Thursday, March 23, 2017

Two Months to Go


I still remember discussing the cancellation of Twin Peaks in one of my English or Political Science classes with a fellow student; I can recall his face, but not his name. I remember, too, watching some of the episodes over at Tony Longworth`s place with other members of the University of Alberta Star Trek Club. And I remember watching the entire run of the show all over again on the then-new Bravo! channel shortly after graduation. But after that, the show slowly faded into dreamlike memories, and I lamented its passing.

At the time, it felt like Twin Peaks opened up the true nature of reality: a maelstrom of madness and decency, the uncanny woven into the fabric of the mundane, with good and wondrous people doing their best to lift us away from horror and suffering. I thought it was magical.

But can David Lynch and Mark Frost recapture that magic, over a quarter of a century later? I don't know. But I'll be watching. 

1 comment:

  1. I had no idea the new Twin Peaks was so close! Between this and the new Samurai Jack, it's like our lives in the interim meant as much as the bit just after the apes meeting the monolith and just before Heywood Floyd reaches the space station.

    Last week, I had to return my half-read copy of Cloud Atlas to the library because some needy plebian with a working knowledge of the holds system wanted it before I was done.
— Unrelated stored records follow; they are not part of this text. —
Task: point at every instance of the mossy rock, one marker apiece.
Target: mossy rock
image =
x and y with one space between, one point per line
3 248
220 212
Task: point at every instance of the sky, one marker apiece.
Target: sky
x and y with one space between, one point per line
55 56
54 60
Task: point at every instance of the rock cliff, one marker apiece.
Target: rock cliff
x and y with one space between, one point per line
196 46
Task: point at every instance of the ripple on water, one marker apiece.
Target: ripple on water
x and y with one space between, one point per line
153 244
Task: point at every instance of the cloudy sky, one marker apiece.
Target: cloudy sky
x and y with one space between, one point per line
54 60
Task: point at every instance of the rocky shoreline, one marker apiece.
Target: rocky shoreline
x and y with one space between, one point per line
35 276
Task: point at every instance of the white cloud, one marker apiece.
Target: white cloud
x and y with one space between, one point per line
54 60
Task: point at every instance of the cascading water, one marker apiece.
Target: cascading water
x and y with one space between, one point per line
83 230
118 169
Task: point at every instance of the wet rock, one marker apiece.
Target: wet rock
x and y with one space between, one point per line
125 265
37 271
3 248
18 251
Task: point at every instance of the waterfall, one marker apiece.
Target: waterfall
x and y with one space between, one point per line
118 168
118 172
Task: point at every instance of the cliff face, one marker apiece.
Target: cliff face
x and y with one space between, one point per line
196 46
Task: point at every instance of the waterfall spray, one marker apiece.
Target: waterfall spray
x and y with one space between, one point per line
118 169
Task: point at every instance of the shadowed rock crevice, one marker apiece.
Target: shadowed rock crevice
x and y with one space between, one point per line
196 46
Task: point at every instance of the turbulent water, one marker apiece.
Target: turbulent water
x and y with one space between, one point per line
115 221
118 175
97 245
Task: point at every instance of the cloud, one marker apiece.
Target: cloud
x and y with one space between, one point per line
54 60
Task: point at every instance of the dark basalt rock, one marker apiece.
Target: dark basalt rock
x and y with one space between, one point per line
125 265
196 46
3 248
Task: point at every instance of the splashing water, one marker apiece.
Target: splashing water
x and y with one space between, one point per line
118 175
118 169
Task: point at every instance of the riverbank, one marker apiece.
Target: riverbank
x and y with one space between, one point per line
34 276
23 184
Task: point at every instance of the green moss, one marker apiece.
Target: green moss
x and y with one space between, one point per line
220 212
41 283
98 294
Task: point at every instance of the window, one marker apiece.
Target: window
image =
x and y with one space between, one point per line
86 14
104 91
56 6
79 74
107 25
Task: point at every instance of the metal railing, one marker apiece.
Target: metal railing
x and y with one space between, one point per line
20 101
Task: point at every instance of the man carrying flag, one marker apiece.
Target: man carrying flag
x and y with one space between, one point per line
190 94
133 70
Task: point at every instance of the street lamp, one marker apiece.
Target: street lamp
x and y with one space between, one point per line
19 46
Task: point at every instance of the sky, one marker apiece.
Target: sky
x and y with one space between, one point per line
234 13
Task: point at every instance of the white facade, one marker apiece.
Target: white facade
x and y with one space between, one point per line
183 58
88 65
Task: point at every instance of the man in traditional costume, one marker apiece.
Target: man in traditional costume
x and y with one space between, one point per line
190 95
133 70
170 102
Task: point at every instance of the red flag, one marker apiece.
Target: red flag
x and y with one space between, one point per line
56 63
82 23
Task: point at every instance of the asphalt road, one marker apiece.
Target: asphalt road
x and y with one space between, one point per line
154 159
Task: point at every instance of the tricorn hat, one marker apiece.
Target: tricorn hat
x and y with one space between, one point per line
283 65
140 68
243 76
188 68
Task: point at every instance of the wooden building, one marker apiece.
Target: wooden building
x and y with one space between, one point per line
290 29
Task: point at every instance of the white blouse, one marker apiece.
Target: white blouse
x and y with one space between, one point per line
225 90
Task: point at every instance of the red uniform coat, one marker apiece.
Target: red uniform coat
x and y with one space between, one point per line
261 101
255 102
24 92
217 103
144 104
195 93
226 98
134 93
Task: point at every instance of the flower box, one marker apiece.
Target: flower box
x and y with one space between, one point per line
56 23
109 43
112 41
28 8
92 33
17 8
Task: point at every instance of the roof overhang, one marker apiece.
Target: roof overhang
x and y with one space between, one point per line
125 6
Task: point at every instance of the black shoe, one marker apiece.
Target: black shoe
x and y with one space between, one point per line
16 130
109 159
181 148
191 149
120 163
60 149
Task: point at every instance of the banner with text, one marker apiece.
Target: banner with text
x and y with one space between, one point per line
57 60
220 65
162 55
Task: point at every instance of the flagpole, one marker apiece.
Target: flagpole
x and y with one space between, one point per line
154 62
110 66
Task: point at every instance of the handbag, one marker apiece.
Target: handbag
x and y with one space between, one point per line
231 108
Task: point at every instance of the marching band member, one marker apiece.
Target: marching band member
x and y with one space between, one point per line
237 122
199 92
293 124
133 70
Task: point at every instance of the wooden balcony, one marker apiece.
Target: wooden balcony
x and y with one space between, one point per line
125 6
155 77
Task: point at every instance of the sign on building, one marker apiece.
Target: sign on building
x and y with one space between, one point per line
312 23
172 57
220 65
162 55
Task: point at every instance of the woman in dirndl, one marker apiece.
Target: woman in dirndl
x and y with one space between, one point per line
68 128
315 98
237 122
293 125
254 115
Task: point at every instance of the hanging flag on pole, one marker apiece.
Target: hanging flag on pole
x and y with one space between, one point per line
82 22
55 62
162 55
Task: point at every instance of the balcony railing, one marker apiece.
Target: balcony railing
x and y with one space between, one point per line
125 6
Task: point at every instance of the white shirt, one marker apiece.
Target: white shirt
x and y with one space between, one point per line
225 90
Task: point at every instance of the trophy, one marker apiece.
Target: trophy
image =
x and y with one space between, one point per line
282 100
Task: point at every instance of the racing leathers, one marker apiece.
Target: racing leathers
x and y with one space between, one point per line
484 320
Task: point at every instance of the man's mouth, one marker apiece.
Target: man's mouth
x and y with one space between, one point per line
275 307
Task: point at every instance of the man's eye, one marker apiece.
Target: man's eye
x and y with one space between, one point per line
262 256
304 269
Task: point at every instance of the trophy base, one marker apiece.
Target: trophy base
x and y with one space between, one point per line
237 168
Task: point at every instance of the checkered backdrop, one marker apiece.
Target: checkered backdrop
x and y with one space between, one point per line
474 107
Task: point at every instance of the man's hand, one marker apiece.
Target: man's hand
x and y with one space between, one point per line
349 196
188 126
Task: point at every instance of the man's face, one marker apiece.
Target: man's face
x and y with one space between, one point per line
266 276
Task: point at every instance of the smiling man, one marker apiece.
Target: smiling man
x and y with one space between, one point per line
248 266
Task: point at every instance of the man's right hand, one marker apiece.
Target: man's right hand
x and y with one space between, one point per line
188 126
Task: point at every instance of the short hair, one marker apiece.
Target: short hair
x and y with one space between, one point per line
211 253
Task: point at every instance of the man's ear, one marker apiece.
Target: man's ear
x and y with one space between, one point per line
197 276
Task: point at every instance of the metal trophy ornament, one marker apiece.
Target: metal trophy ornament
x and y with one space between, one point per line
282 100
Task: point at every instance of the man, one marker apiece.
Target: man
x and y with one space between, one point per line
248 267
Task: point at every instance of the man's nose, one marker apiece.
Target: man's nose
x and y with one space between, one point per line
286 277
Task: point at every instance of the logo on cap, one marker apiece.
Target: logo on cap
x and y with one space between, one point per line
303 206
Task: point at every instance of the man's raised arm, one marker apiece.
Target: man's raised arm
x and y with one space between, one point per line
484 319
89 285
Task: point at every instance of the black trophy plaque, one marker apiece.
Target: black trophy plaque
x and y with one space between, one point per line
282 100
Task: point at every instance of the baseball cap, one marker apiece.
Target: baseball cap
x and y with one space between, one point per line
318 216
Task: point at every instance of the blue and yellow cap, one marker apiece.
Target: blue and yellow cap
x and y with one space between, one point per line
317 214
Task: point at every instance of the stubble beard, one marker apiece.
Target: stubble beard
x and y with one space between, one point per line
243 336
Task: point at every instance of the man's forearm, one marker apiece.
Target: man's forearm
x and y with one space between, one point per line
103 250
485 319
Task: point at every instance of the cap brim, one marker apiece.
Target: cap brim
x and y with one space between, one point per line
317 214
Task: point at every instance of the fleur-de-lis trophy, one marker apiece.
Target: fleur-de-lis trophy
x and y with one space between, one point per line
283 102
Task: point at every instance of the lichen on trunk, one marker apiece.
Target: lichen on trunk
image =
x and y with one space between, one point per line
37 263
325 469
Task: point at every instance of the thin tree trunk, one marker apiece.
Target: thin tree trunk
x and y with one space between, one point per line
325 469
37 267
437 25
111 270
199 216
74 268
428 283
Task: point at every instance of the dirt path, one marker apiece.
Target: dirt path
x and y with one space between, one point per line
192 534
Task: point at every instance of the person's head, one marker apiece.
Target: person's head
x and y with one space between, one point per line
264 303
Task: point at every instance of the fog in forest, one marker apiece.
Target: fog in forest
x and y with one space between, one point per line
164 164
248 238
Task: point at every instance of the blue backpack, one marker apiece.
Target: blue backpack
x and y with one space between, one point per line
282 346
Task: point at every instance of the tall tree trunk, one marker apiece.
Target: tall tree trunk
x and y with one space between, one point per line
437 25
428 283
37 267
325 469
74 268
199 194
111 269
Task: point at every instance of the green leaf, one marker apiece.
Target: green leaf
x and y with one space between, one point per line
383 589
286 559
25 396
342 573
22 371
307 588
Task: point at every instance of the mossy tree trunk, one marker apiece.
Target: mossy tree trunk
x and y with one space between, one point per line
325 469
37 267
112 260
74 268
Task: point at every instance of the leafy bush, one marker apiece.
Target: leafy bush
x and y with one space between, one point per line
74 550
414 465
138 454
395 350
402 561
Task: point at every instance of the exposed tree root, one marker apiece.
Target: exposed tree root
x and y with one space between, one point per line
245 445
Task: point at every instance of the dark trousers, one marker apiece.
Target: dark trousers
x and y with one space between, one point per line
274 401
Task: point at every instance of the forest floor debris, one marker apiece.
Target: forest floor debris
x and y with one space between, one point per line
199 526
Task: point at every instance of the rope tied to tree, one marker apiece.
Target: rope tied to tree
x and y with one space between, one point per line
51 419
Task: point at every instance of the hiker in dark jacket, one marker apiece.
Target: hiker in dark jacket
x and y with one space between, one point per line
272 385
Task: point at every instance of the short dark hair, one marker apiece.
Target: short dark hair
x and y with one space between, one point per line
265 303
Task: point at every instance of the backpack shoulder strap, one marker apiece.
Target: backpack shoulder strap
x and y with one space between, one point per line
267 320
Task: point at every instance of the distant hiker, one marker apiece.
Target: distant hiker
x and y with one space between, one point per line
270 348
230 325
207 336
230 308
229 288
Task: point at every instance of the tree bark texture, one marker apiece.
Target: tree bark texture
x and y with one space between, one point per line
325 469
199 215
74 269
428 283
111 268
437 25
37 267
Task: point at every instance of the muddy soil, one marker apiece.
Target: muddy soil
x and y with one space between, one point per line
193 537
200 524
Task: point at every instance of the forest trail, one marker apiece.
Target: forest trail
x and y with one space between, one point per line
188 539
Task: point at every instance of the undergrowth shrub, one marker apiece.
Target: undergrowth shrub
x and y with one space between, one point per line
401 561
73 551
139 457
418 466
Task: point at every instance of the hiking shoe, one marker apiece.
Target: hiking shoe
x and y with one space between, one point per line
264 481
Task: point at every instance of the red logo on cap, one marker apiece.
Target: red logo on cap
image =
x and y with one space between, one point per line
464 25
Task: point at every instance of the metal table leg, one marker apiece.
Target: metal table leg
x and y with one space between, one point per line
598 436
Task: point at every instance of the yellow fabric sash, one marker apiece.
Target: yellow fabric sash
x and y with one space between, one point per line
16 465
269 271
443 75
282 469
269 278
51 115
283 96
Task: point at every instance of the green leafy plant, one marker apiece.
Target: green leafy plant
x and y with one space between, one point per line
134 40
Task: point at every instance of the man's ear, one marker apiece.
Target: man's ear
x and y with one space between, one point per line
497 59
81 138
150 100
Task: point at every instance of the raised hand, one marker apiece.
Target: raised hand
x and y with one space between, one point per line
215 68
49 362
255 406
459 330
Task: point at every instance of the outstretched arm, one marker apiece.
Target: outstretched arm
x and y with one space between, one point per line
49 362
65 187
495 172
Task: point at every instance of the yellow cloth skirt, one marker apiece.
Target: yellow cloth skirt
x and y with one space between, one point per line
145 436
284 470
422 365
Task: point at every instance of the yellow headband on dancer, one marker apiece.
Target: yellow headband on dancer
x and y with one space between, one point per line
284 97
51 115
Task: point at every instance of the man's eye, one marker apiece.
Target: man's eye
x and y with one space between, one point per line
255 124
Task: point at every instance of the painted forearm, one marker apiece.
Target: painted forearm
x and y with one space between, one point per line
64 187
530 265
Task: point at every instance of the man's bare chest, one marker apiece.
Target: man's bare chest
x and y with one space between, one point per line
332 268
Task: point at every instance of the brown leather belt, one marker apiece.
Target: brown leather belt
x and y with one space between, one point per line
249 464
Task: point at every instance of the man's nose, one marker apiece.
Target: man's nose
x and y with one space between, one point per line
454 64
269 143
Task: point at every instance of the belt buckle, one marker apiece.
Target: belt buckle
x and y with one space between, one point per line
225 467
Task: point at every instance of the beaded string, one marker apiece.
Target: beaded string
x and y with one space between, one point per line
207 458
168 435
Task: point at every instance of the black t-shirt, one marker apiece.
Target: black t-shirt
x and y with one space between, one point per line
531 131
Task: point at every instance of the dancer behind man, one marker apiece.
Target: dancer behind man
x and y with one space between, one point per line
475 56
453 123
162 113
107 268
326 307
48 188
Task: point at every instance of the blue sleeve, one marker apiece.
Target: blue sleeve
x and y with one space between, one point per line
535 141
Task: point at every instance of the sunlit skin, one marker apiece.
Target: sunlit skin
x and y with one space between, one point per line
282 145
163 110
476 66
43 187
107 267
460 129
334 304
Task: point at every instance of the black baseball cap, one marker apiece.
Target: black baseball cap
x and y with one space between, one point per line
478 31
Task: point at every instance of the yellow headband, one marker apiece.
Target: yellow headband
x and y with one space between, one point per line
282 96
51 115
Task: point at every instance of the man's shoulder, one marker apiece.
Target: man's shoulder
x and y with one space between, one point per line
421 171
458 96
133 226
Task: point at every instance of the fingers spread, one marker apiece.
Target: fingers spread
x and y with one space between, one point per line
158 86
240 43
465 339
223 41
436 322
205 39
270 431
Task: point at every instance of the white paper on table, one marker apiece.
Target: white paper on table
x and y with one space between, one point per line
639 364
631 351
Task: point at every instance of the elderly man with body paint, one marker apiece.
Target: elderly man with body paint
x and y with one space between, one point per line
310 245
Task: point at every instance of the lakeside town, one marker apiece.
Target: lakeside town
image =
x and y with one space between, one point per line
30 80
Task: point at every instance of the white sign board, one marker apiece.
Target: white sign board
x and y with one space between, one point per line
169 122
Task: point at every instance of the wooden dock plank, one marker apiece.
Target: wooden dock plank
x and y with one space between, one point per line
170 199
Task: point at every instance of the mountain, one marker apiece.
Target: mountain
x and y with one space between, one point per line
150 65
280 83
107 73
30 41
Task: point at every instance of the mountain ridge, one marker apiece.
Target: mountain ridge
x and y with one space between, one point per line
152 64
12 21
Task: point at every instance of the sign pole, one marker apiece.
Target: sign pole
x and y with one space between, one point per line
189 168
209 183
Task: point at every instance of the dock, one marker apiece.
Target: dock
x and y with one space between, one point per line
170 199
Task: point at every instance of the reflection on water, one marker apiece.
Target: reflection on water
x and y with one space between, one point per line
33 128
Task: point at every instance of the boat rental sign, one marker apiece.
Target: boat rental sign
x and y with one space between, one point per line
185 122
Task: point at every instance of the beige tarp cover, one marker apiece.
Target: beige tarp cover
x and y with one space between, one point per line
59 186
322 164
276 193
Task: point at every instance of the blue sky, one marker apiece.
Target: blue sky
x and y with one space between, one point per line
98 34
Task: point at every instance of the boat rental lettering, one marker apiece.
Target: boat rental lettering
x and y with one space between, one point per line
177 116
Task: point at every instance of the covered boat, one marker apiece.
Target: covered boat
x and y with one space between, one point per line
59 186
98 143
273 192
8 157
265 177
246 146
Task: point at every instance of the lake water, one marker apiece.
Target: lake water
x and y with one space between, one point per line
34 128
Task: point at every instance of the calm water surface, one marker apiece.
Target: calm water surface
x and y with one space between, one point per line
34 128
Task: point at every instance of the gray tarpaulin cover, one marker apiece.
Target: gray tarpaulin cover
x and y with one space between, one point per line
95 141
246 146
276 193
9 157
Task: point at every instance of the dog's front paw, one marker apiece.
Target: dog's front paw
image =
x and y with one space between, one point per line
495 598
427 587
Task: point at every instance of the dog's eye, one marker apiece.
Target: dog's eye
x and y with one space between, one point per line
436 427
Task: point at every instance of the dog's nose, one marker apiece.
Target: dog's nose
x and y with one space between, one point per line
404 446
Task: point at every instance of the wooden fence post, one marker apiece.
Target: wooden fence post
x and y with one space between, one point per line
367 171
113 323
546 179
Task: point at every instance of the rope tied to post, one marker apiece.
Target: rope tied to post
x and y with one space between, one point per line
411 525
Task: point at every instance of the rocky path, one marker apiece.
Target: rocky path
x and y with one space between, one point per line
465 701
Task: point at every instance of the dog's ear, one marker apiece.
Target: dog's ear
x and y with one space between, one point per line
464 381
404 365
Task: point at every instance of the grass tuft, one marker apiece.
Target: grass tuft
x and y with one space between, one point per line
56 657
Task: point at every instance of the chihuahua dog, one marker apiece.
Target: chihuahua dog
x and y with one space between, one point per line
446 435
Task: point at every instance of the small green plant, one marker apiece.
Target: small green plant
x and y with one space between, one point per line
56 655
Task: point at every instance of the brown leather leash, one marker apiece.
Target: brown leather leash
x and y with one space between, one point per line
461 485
In desperation for something to tide me over until I could re-hold the book and resolve Timothy Cavendish, I picked up The Secret History Of Twin Peaks by Mark Snow.

    It's not the worst read ever. It reads like Mark Snow making a show bible in 2016, which is what I presume he did. It does connect in a string of pearls everything from the first Europeans to the Pacific North West (Lewis and Clark) through to native legends, Freemasonry, Illuminati, owls, UFO's, Yeti's, gold, timber, fire, and the first families of Twin Peaks (the feud between the Packards and the Martells), Chinese Tongs, the Bookhouse Boys, psychiatric review, Killer BOB and all the way up to Agent Cooper's first encounter with Major Briggs.

    It reads a lot like one of those episodes of The X-Files that explains everything but it does leave the biggest questions unanswered. I really hope the new show does not go that route, though. The book is an interesting revisit of Twin Peaks after the age of Agent Mulder, but that kind of storytelling I hope we have left interred with the demise of The X-Files.